A talking to D about Barcelona after their 'win' against Chelsea.
A: Look, as far as im concerned, all Barcelona fans can go and eat my freshly made shit!

a: i'd never go out with anyone from the greenwood. they think they are so hot and cool.
g: you think you are so hot and cool too.
a: but the ones from the greenwood are not. they think they're so cool to be working at the greenwood, but theyre not, like, seriously.
g: i don't really see the difference.
a:I am at least graceful and dignified in my hotness and coolness.

a: I call my brother Peter after Peter Andre, because he's gay.
e: Peter Andre's not gay.
a: Yeah but I thought he was. He just broke up with his wife. The things I would do to that woman, would be illegal in EVERY country
d: Is she your sister?
a: I would f%#$ her in her nostril
d: So.... it's really that small?
a: I would f%#$ the shit out of her (waitress clears and tables and hears everything that was said). I would quite literilly, f%#$ her brains out!!

Muzzletof!
What are you? A sphinkter??

The story goes that during the State of Origin II last week, Nate Myles had a bout of poopies in the middle of the field. After confirring with his colleague in Sam Thiaday, he then proceeded to 'scooping' the pooh out of Nate Myles pants, wiping/cleaning his hand on the grass and carried on playing as if nothing had happened. The things people do to win a silly old game.
He was Man of the Match.

D: I'm feeling very flaccid today.
G: Placid.
D: No, I 'mean flaccid.

Some P quotes:
(with two beers in front of him): Are you drinking in stereo?

Sometimes, when you see a girl from behind, and then you pass by her in your car, you should not look back. There is a high probability that it will not be as good as what you are imagining, like 99.9% chance.

My friend escaped from marriage to Australia.

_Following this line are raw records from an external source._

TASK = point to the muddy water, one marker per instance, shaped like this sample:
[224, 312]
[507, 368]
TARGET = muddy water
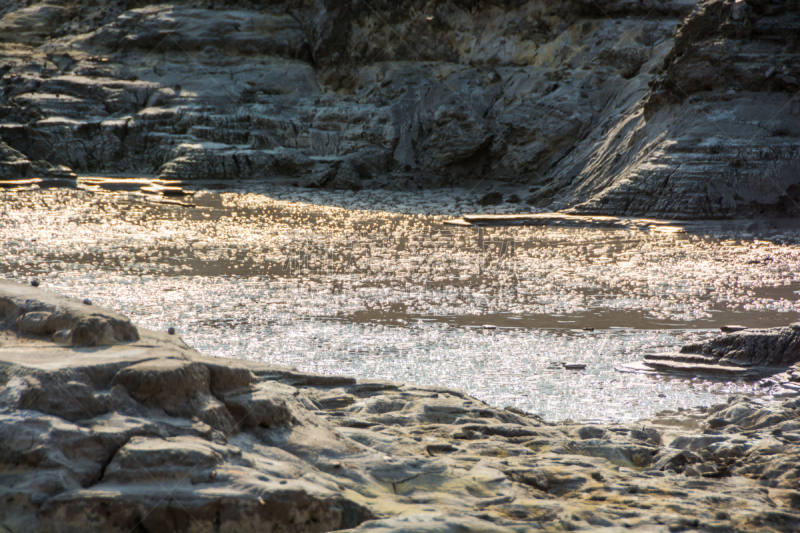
[367, 285]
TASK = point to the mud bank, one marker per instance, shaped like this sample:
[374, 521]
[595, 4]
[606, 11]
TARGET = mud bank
[130, 429]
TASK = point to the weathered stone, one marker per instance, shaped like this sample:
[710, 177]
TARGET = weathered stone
[588, 107]
[151, 435]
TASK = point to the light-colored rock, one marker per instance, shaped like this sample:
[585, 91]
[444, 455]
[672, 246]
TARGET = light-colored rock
[149, 434]
[679, 108]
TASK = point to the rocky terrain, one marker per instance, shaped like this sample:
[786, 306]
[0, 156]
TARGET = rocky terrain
[107, 427]
[770, 354]
[678, 108]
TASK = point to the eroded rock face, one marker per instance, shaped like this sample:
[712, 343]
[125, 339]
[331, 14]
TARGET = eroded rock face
[679, 108]
[149, 435]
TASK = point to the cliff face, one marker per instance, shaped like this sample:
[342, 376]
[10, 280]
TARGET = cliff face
[678, 108]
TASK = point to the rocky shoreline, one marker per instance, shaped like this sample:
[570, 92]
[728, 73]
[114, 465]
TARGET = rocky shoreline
[109, 427]
[671, 109]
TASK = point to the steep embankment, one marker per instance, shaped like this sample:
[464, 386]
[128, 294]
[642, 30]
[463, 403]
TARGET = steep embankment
[595, 106]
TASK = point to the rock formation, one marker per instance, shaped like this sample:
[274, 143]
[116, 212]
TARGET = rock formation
[141, 433]
[679, 108]
[772, 354]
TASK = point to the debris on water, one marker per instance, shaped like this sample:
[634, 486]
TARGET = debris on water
[731, 329]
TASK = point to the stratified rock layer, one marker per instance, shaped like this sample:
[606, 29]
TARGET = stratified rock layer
[148, 435]
[679, 108]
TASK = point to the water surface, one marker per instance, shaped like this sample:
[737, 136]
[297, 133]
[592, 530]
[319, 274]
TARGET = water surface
[366, 284]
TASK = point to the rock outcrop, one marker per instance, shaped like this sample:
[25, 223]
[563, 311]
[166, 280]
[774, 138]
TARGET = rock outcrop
[145, 434]
[679, 108]
[771, 354]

My friend walks up to girls and says 'I want to f*** you?'

D: In my experience, the frequency of South African girls I have met that are hot is the highest of any country.
G: Why do you have to bring statistics into everything? Just have some fun every once in a while. You know, just say 'South Africans are so hot.. I can't wait to go over there and you know ... '.
D: Ahh but that's not it. I said in my experience, the sample size I have, they are the hottest.
G: So it's like the opposite of what we do with beer? We export the shit ones, keep the good ones here?
D: Hmmm, maybe it's the opposite of the opposite... don't know what the word is?
E: The same?
D: More sleep.
G: More red bull.

me so whiiiiiiiite, you sooooo yelllllllow!!

D: Look at what Ash is eating.
A: Yeah looks like curry.
P: Ash, you must have a lot of experience. In India they have the Kama sutra right?
D + A: hysterical laughter
P: Too much sex makes you short-sighted right? That's why it is in large print, right Ash?

A: Do you ever sing that song My Girl to her?
D: No.
A: You know, it's got that lyric 'I've got the month of May'.
D: How bout I get this bottle of wine and smash it on you?

D: When I was in Thailand, these dudes turned into guys.

G: we stumbled across a hip hop night
i thought i'd finally achieve my blackie
alas wasn't to be
D:
ahhhh dammit... did u chat to any??
G:
No. Blame it on the boogie

Random chick is explaining something animatedly to her friends, G, S, and L are there during EOM drinks
S - OMG what the hell's she doing? She's so scary, she looks like she could eat you up
L - That's the way its sweetest... she'll be eating you up, in control on top - then just before the climax, you flip her over and teach the bitch a lesson

f:
u guys fly everywhere in sydney
a:
i just drive mate
often take train too
havent' got wings yet
f:
my wish is to fly high in sydney's sky
a:
if we put enough money for your farewell
we will get wings for you
f:
sensational!
a:
i think $5 raised so far
....
will keep you posted
at the moment, butterfly wings
f:
haha.....it is in accordance with the current economic climate.

A: I'd get a second opinion too if I was just asking myself.